Infants who begin hearing after undergoing cochlear implantation have a lot of catching up to do before being able to talk; a new study reveals that music therapy can assist these children’s rehabilitation process toward language acquisition
Music therapy can assist in the speech acquisition process in toddlers who have undergone cochlear implantation, as revealed in a new study by Dr. Dikla Kerem of the University of Haifa. The study was carried out in Israel as a doctoral thesis for Aalborg University in Denmark (supervised by Prof. Tony Wigram) and presented at a “Brain, Therapy and Crafts” conference at the University of Haifa.
Some infants who are born with impaired hearing and who cannot benefit from hearing aids are likely to gain 90 percent normal hearing ability by undergoing a cochlear implantation procedure. Following the operation, however, the child-–who never heard before-–undergoes a long rehabilitation process before he or she can begin to speak.
In the present study, Kerem examined the particular effects that music therapy has on the potential development of toddlers (aged 2 to 3 years) who have undergone cochlear implantation, specifically in terms of improving spontaneous communication. “Music comprises various elements that are also components of language and therefore as a nonverbal form of communication is suitable for communication with these children, when they are still unable to use language. Communicative interactions, especially those initiated by the toddlers, are critical in the development of normal communication, as they are prerequisites for developing and acquiring language,” explains Kerem. She adds the toddlers undergoing rehabilitation are under much pressure from their surroundings-–especially the parents-–to begin talking, and sometimes this pressure makes them become introverted. As such, music therapy lends itself to strengthening these children’s nonverbal communication and thereby lessens the pressure on them for verbal exchange and response.
The study provided 16 sessions for children after cochlear implantation. Eight of the sessions included music-related activities (such as games with percussion instruments, vocal games and listening to simple songs) and the rest involved playing with toys/games without musical sounds. Each of the sessions was videotaped and then analyzed. The results showed that during those sessions when music therapy was implemented, spontaneous communication was markedly more frequent and prolonged in the children. Derived from the results is the fact that the exposure to music needs to be gradual, through the use of music experiences that involve basic musical parameters (such as intensity and rhythm).

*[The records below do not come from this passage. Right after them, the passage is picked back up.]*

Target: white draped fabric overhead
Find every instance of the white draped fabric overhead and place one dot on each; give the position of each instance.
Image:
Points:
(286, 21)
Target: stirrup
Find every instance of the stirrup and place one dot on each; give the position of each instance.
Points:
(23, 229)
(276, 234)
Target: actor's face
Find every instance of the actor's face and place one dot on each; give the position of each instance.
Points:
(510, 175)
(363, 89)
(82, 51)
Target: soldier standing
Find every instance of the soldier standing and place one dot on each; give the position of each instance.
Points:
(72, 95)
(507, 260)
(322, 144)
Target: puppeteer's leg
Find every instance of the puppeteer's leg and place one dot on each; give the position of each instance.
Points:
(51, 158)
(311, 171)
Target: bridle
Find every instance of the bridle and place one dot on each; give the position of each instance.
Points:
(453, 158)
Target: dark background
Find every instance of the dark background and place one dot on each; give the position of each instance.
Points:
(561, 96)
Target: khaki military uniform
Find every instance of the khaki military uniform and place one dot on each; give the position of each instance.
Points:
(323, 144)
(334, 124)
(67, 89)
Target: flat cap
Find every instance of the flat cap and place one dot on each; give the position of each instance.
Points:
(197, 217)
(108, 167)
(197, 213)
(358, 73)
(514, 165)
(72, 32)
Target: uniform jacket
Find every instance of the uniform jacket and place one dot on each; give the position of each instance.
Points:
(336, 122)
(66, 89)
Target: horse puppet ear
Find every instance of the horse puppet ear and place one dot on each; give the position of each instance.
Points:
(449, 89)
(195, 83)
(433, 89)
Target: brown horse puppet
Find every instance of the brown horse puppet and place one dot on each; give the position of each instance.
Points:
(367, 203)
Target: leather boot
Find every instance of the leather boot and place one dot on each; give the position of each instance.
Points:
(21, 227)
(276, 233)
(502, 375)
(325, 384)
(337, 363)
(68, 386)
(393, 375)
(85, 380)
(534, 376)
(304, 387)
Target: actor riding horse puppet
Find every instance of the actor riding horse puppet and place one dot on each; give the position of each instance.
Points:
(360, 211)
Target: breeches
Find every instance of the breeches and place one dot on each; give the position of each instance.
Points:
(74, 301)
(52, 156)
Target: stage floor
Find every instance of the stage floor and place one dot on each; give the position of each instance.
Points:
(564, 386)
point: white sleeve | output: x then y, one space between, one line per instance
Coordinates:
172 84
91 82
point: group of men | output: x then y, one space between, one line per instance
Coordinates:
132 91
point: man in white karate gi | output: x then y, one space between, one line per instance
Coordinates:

“Music can constitute the bridge between the quiet world that the child knew and the new world of sounds that has been unfolded following the operation. It is also important that the parents and staff learn the best way to expose these children to music, the use of music for communication and the importance of the therapist’s undirected approach (which enhanced the children’s communication in music therapy and in play to a greater degree than in the directed one). Music therapy is gradually penetrating the field of rehabilitation, but there is still a lot of work to be done in improving awareness of this important area”, Kerem explains.